"Miss Marvin—Pauline!" called Baskinelli with sudden passion. "Have you a heart of stone? Can you not see me helpless in your presence? Do you know what love is?"
He stepped towards her and tried to take her in his arms. But she was stronger and far braver than he. She thrust him aside and fled through the door.
Baskinelli followed, protesting, pleading.
Strangely, as she fled through the narrow corridor, the low, flaring gas jets were extinguished one by one.
She groped in darkness.
Baskinelli's pleading voice became almost a consolation, a protection.
Her elbow struck something in the passageway.
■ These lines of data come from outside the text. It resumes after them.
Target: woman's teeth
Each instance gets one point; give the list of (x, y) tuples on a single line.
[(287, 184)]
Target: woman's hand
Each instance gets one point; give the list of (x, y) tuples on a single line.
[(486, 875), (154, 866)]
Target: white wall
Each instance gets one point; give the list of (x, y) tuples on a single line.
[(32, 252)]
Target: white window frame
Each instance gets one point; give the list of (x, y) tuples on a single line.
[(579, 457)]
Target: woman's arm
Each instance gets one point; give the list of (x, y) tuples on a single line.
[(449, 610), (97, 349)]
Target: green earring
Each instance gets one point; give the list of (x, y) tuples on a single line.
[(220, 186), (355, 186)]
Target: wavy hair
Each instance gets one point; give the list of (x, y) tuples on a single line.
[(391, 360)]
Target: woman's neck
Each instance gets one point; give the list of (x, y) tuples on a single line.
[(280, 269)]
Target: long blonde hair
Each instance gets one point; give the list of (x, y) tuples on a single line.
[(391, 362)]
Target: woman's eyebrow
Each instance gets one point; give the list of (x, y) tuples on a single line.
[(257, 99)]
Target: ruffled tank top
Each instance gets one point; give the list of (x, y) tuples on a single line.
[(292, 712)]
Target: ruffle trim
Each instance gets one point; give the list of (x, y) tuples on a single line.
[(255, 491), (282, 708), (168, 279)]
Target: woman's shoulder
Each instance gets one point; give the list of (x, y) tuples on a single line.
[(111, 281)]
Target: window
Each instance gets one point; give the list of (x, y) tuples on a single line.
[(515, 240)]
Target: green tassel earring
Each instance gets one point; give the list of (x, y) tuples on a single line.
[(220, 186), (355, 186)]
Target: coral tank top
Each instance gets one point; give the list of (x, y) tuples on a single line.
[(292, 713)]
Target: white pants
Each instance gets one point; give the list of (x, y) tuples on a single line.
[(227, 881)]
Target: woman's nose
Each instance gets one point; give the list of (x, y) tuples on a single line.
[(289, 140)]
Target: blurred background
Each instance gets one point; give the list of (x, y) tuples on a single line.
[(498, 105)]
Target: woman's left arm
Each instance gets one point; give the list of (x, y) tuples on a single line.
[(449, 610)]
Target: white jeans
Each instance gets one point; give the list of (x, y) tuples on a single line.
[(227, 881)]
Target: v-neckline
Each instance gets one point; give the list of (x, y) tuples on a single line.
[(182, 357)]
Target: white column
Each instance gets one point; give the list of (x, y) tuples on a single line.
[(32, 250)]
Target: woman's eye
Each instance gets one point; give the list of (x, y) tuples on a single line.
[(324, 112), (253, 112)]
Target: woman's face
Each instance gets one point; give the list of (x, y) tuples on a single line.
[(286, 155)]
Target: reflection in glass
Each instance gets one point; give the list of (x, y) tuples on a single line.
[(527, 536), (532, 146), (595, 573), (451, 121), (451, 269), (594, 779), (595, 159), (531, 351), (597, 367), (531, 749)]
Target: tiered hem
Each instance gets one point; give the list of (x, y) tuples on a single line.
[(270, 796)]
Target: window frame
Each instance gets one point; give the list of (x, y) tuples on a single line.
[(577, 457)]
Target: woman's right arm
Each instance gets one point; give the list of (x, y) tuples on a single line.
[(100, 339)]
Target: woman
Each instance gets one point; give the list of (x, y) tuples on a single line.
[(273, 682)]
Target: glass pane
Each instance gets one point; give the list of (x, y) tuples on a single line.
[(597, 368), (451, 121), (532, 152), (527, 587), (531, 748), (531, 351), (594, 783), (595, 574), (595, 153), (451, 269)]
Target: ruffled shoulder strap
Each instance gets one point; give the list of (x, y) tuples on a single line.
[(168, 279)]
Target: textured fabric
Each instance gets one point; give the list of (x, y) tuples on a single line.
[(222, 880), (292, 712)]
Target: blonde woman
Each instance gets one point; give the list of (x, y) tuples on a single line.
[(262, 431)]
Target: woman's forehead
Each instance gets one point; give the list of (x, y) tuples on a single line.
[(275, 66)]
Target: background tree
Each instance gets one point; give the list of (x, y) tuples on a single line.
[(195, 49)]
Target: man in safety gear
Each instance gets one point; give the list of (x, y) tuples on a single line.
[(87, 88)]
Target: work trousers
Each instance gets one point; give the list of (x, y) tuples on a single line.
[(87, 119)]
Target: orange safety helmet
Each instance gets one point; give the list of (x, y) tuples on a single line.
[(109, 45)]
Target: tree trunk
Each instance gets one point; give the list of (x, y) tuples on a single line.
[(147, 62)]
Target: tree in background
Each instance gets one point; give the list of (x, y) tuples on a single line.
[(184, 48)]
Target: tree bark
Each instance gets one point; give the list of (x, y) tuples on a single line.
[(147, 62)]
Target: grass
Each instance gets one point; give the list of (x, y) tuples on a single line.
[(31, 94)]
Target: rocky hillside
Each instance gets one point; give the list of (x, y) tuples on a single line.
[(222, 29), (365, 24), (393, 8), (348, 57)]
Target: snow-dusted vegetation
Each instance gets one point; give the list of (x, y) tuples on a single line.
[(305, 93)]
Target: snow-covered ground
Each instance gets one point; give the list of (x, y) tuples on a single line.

The something shrank at the touch. She heard a quick drawn breath that was not Baskinelli's. She tried to run. The tiny passageway chocked her flight. She plunged helplessly between invisible, but gripping walls. She reeled and screamed.
There was the sound of a struggle behind her. She heard Baskinelli crying for help—but, oh, so quietly! She reached the stairs. The stairs were blocked by a closed door. The door was barred. But there was a light left burning by the door.
Her weak hands beat upon the panels, helplessly, hopelessly. How should she know that there were two doors, locked and sealed beyond?
Her wild screams rang through the long passage, through the dark, above the shuffle and beat and cursing of the staged fight.